The instrument design itself reflects a thoughtful consideration of practical deployment. The tip is interchangeable — swap out the grasper for scissors or a needle driver in seconds, without losing the force-sensing capability. The wrist-mounted sensor approach avoids the sterilization and fragility problems of tip-mounted sensors. The whole assembly threads onto the robot's adapter plate with a single rotating motion. These are not incidental engineering choices; they are what make the difference between a laboratory demonstration and something a training program can actually use.

What's Next

The study's limitations are worth naming clearly. Ten participants is a small sample, and the task — though clinically motivated — is a simplified proxy for real surgical demands. Force regulation in a clean laboratory setting, pressing on a silicone gallbladder model with one hand, is not the same as the complex, multi-degree-of-freedom, cognitively loaded environment of an actual procedure. The current system also provides only kinesthetic force feedback — the sense of being pushed back — and not cutaneous feedback, the richer texture, vibration, and slip sensations that the skin perceives. The researchers acknowledge all of this.
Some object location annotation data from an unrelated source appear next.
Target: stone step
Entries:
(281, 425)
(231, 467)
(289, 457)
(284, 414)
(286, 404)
The most important open question may be transfer: does training with haptic feedback on RoboScope actually improve performance on real robotic surgical systems? The study shows learning within the RoboScope environment, but the field will ultimately need longitudinal studies that track trainees from the simulator to the operating room. That kind of research is harder to conduct, slower, and more expensive — but it is the evidence that would shift clinical training programs at scale.

There are also signal processing improvements to explore. The current wrist-mounted sensor approach requires careful compensation for gravity and bias — a problem the team has solved, but one that becomes more complex as the robot arm moves through unusual configurations or operates at higher speeds. Integrating machine learning approaches to force estimation, or fusing the wrist sensor data with other signals such as motor current or joint torque, could make the compensation more robust across a wider operating envelope.

What Shaker and Erden have demonstrated is a proof of concept that is compelling precisely because it is not exotic. They have taken off-the-shelf components, connected them with careful mathematics, and shown that the result meaningfully changes how well people can learn a safety-critical skill. The next generation of robotic surgeons may learn to feel before they ever touch a patient — and this work suggests that making that possible does not require a million-dollar machine. It requires the right sensor, the right algorithm, and the willingness to ask what's actually missing.

Haptic feedback significantly improves task success rate, force regulation accuracy, and task efficiency compared to visual-only feedback.